Doctors have successfully suppressed a rare brain disease that typically strikes young boys, by using a novel type of therapy that alters a patient's genes.
The disease, called adrenoleukodystrophy (ALD) is an extremely rare degenerative disorder that affects about 1 in 20,000 people worldwide, virtually all of whom are boys. One family's desperate search for a cure for ALD was depicted in the 1992 film "Lorenzo's Oil."
ALD occurs when an individual inherits a faulty copy of the ABCD1 gene. This faulty gene means that boys with ALD are unable to make a protein that helps break down certain fatty acids, causing their nerve cells to die and neurological function to rapidly deteriorate. Once children start showing symptoms, they quickly lose the ability to walk or talk, going from fully functioning kids in school to being dependent on feeding and breathing tubes within five to ten years of diagnosis. In the disease's most severe form, boys with cerebral ALD die before their 10th birthday. [7 Diseases You Can Learn About from a Genetic Test]
"It's a devastating disease," said co-lead study author Dr. Florian Eichler, a neurologist at Massachusetts General Hospital. "Unfortunately, when it is diagnosed after symptoms occur, it is often too late, and the wildfire of inflammation in the brain has already spread so far that we have trouble controlling it."
Currently, the only effective treatment for ALD is a bone-marrow transplant, Eichler told Live Science. But that requires a long, arduous wait for a compatible donor, and often results in complications such as graft-versus-host disease, in which the body attacks the transplant.
But with gene therapy, the risk of graft-versus-host disease is eliminated, because the boys can serve as their own cell donors, Eichler says.
In the new study, published online Oct. 4 in The New England Journal of Medicine, Eichler and his team treated 17 boys ages 17 or younger with a single dose of the experimental gene therapy. When the researchers followed up on the boys two years later, 15 were functioning without any major disability or progression of their disease. The other two had died, one from a worsening of the disease and the other from complications of a donor transplant he got after he withdrew from the study.
For the gene therapy, the children had their own stem cells harvested from their blood rather than bone marrow. Then, scientists used a unique tool to infuse the cells in a lab with the healthy ABCD1 gene: a lentivirus made from a disabled form of HIV. The lentivirus acts as a "vector," carrying and inserting the healthy gene into the stem cell DNA.
"These vectors are kind of like living medicines," said Dr. David Williams, the chief scientific officer at Boston Children's Hospital and the senior author of the study. Once in the body, these altered blood stem cells constantly regenerate to keep treating the patient's disease. The advantage of using disabled HIV over other viral carriers is that HIV actually delivers the healthy gene more safely, without apparently altering any neighboring DNA, Williams told Live Science.
When the modified stem cells are transplanted back into the patient two months later, the cells multiply in the bone marrow and eventually find their way into the brain through the bloodstream.
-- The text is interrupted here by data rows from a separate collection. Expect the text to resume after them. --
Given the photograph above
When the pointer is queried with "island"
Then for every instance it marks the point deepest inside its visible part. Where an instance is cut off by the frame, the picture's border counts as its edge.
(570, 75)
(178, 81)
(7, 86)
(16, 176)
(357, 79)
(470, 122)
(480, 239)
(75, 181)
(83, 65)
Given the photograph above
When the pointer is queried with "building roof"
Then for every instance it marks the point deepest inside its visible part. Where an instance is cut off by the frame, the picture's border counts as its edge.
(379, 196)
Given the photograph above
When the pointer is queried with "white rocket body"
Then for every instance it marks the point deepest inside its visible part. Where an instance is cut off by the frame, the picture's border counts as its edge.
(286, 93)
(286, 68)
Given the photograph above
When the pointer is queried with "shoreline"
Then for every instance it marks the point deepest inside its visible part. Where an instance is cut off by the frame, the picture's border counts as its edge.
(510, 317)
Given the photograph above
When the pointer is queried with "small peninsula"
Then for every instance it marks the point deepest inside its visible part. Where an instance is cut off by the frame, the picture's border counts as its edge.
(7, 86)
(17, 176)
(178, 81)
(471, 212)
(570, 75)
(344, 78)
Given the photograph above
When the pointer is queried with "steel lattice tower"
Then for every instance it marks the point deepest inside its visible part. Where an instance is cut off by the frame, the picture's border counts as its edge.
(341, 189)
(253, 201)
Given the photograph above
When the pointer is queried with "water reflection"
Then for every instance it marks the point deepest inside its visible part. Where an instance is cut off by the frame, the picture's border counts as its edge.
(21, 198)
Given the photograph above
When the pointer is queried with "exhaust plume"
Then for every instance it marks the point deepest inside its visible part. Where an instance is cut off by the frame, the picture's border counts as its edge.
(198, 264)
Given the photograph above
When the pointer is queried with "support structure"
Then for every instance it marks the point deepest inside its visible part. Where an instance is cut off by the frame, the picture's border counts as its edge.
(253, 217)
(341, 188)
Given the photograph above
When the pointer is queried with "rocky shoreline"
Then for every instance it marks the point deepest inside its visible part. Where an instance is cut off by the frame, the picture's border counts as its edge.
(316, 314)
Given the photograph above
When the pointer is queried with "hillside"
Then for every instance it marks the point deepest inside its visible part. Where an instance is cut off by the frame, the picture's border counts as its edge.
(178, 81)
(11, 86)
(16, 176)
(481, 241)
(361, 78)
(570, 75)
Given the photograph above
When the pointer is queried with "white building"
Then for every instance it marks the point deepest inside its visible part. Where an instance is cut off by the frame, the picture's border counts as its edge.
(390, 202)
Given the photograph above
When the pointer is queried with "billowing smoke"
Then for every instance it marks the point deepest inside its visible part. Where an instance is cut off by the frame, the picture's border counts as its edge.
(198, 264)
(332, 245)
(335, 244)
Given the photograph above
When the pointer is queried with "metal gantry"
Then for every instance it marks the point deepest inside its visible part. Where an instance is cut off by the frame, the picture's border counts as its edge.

There, they replace microglial cells, breaking down fatty acids and supporting neurons to prevent any further brain damage from occurring.
"This is very exciting, not just for kids and families with adrenoleukodystrophy, but also as a breakthrough for other disorders that [affect] the brain,” said Amanda Bergner, a genetic counselor at Columbia University who was not involved in the study. Neurological disorders have traditionally been hard to target and treat because of how the brain is sealed off from the rest of the body, she said.
But the study's success has prompted the therapy maker and study sponsor — biotech company Bluebird Bio — to include an additional eight boys in the trial. Separate research is also focused on how boys receiving gene therapy fare compared to those who had bone-marrow transplants. And Bluebird Bio scientists, some of whom were also involved in the study, have indicated that they plan to pursue FDA approval for the therapy.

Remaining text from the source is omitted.